Bowie didn’t write love songs – instead he took his love of art and people and put that to music. And in a way, Heroes is the greatest love song ever; a modernist, Everyman hymn to the daily empowerment of love – grinding and swaggering hedonistically in that sexy Bowie way.

Too late to be grateful

Sexy is difficult for men. Ever noticed? There are not many pathfinders out there. Last decade’s sexy guy always looks ludicrous; testosterone seems to have corrosive qualities. Bowie mastered the art of looking relaxed across the years and his frame was such that clothes hung from him rather than clung to him. He had become the archetype of English to the bone – a Byronic gentleman with a saturnine allure.

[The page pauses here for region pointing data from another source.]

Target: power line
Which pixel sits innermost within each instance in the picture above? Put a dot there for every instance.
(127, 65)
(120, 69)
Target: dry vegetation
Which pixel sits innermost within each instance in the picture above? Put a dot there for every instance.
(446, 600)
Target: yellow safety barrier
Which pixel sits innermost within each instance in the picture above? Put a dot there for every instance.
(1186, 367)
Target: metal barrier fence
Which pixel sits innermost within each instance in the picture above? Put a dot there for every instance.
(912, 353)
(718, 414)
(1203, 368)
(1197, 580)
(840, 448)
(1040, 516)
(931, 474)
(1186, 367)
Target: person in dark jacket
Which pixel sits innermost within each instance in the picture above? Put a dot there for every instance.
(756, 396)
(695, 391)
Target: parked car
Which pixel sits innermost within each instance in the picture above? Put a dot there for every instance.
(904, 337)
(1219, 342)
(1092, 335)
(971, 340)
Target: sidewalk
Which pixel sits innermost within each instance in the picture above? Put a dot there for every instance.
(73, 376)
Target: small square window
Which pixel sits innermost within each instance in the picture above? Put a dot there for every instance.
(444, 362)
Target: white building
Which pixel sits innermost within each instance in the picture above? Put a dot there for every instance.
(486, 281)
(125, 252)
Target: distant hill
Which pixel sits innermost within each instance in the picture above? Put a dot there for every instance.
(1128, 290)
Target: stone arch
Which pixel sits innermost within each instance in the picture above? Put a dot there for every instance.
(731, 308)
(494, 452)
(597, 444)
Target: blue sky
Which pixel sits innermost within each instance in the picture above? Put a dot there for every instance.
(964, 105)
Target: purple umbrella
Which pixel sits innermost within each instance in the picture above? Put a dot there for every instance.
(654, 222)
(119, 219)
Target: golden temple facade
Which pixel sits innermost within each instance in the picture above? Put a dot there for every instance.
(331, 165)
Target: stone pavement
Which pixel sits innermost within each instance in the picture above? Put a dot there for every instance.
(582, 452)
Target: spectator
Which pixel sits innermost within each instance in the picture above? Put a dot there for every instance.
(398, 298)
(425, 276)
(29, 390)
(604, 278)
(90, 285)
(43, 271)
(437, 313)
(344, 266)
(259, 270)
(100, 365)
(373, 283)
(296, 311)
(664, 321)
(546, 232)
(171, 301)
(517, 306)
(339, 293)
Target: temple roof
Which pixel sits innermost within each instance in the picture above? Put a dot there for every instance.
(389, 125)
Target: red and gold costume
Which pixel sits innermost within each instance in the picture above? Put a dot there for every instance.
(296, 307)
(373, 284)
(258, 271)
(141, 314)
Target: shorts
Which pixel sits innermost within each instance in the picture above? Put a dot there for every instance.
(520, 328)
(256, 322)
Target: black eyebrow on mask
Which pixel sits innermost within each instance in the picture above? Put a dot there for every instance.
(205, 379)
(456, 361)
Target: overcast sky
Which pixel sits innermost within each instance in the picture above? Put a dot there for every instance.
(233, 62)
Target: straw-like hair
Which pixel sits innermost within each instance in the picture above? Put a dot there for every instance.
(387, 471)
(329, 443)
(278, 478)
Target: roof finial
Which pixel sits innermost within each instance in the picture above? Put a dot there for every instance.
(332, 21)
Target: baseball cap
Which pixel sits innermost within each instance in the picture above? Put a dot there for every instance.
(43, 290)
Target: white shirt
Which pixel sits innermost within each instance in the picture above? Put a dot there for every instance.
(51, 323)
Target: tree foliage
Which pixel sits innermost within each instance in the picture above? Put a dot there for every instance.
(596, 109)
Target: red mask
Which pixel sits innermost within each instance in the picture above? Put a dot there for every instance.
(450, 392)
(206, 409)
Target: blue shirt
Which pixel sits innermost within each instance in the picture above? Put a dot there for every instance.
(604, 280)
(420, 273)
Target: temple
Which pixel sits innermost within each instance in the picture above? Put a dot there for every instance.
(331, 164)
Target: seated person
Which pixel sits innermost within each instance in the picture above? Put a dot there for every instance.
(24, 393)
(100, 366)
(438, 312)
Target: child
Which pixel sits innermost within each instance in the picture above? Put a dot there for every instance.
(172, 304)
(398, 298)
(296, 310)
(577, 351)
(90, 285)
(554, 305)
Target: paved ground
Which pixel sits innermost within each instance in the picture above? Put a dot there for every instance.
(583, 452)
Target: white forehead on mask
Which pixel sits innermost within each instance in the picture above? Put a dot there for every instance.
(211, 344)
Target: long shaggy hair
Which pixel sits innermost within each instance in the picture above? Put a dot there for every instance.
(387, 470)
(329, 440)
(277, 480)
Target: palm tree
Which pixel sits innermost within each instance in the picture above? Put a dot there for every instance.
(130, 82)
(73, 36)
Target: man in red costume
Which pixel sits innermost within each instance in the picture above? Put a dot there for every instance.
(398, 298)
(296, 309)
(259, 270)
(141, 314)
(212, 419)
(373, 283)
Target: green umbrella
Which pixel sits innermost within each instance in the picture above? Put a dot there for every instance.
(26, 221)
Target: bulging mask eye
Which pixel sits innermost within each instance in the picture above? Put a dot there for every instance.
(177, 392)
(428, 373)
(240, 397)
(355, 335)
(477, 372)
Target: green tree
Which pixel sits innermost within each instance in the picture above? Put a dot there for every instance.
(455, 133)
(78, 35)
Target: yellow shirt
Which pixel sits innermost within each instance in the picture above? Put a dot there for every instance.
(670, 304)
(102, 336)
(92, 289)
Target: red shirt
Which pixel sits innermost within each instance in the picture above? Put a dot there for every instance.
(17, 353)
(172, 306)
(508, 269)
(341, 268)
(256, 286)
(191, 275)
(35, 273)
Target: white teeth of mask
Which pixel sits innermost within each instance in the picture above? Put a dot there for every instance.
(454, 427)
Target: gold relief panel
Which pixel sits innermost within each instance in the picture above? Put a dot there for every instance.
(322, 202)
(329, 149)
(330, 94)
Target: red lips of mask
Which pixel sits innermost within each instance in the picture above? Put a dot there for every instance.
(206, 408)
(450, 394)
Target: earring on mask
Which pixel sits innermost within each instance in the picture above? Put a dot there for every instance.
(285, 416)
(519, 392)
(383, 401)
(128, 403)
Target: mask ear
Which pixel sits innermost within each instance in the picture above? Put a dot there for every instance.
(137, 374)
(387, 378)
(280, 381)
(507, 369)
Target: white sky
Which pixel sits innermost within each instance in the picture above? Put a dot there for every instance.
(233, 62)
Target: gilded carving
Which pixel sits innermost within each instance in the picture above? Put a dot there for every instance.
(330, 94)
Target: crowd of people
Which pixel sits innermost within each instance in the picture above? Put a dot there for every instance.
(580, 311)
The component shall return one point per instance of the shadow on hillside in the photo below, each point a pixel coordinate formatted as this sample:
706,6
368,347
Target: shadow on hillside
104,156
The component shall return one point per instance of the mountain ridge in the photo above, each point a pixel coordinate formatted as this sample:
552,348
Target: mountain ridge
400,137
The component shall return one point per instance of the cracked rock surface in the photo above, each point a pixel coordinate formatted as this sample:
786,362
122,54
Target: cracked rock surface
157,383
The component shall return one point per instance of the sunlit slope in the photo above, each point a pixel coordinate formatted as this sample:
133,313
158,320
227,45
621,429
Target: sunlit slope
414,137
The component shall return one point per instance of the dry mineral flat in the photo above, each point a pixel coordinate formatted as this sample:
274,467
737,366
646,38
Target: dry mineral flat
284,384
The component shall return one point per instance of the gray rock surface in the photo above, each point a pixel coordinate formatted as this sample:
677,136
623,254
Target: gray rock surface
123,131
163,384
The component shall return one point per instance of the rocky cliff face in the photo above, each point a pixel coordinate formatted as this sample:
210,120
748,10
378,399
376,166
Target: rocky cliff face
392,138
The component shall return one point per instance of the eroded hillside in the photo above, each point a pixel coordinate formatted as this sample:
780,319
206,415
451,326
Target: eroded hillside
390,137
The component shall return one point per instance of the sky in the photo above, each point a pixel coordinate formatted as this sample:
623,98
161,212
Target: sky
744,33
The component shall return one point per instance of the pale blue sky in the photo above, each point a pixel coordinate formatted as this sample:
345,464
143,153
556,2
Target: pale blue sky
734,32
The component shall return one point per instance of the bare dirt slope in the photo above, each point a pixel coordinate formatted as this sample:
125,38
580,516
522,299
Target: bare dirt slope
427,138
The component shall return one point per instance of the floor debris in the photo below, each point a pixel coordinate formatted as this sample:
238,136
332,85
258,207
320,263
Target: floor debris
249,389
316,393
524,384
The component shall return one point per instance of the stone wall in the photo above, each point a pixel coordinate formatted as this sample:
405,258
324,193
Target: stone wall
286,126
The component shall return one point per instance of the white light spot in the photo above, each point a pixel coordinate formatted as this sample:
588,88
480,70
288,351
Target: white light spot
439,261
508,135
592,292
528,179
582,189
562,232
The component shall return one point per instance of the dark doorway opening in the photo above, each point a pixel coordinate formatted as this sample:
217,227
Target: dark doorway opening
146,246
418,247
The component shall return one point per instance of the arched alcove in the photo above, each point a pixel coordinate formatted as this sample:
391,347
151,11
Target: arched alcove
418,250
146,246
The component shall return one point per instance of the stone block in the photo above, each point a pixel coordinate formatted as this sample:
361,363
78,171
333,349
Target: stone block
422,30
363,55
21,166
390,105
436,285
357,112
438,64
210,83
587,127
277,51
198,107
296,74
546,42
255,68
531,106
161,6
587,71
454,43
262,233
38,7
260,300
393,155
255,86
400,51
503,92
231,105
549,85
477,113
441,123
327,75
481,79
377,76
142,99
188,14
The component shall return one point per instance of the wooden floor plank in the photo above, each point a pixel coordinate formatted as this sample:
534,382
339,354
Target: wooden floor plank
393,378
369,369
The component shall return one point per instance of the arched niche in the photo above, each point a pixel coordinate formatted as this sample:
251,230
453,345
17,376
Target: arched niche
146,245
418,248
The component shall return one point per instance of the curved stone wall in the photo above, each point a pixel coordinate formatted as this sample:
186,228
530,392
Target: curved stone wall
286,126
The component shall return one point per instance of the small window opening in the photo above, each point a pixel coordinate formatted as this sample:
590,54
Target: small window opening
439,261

Yet he managed this while also preening and shrieking and high-kicking in tights, singing operatically about dystopia and beings from outer space. That’s how you do it! I actually think some people are mostly born sexy (good genes) – but whether they learn poise or not determines the outcome. Sexy wasn’t problematic for David Bowie.

His hunger for world spiritualism and art would’ve made him well aware of his own mortality, and in many ways he was dancing with death all along. To Buddhists, peaceful death is the greatest achievement of all and it looks as though Bowie managed that, surrounded by the coolest people – film directors, supermodels and children who loved him.

Perhaps he was, consciously or unconsciously, storing himself in our collective hive-mind over time, cryogenically depositing himself in the songs and images of culture, preserved forever by cool and remembered as fun and generous by all the people who knew him. It’s strange to think of him dead. Maybe he isn’t.